Huh? Batman comics reveal Bruce Wayne has a secret [REDACTED]!

Contributed by
Dec 17, 2012

Bruce Wayne is known to comic book fans for his dark secrets, the most prominent of which is that he's ... you know, Batman. But this month's issue of Batman revealed another secret, one that even Bruce didn't know about, that could have huge consequences for the Bat-mythos as a whole. SPOILERS AHEAD!

In Batman #10, written by Scott Snyder and drawn by Greg Capullo, the Dark Knight is in the midst of a full-scale war with the Court of Owls, a shadowy organization that's been secretly running Gotham City since time immemorial. The trail leads him to the crumbling Willowwood Asylum, where he runs into Lincoln March, a Gotham mayoral candidate who was thought to be dead by the Court's hand.

Only Lincoln March isn't really Lincoln March. Check out this panel from the issue (click to enlarge):

That's right. Batman's got a brother, a crazy brother institutionalized as a baby, abandoned by the family upon Thomas and Martha Wayne's death and taken in by the Court of Owls, who raised him to be a killer.

As big of a shocker as this might be to modern Bat-fans, it's actually not unprecedented. Thomas Wayne Jr. first popped up in a pair of World's Finest Comics issues back in 1974. In that story he was also institutionalized by his parents after a boyhood car accident left him permanently injured, and he came back as an assassin manipulated by another villain.

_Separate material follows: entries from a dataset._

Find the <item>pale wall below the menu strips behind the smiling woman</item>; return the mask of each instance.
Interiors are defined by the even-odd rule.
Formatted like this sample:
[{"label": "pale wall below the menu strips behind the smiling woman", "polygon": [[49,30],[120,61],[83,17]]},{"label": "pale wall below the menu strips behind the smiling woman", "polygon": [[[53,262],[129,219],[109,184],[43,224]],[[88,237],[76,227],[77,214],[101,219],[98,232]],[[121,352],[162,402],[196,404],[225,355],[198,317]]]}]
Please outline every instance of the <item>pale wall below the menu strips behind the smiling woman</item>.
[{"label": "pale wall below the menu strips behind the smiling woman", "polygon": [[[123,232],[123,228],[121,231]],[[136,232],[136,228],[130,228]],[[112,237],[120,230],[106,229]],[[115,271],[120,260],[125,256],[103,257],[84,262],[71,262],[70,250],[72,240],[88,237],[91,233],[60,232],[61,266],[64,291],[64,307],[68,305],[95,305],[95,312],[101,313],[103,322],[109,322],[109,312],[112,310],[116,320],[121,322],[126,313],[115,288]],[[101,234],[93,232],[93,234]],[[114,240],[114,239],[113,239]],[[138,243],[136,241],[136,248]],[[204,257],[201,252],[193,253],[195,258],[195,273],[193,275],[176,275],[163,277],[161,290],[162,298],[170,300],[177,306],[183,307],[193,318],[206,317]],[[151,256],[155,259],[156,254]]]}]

He eventually died taking a bullet for his long-lost brother, and the story was largely forgotten.

As Peter S. Svensson notes over at Bleeding Cool, the World's Finest appearance of Thomas Jr. came before Alfred became Bruce Wayne's lifelong father figure. In those years, Alfred was just a butler hired by Bruce in adulthood. It wasn't until Frank Miller's Batman: Year One in 1987 that Alfred's status as Bruce's childhood guardian became a firmly established part of Batman's backstory. That means that the first appearance of Thomas as Bruce's secret brother was in a way much more plausible than Snyder's, which requires Alfred either to have withheld the information from Bruce or to have somehow been kept in the dark by the Waynes.

Of course, there's also always the chance that Batman doesn't actually have a brother, and this is all a clever supervillain ploy. But if it is true, what other secrets could Bruce Wayne's parents have been keeping? We'll see where Snyder's story takes us.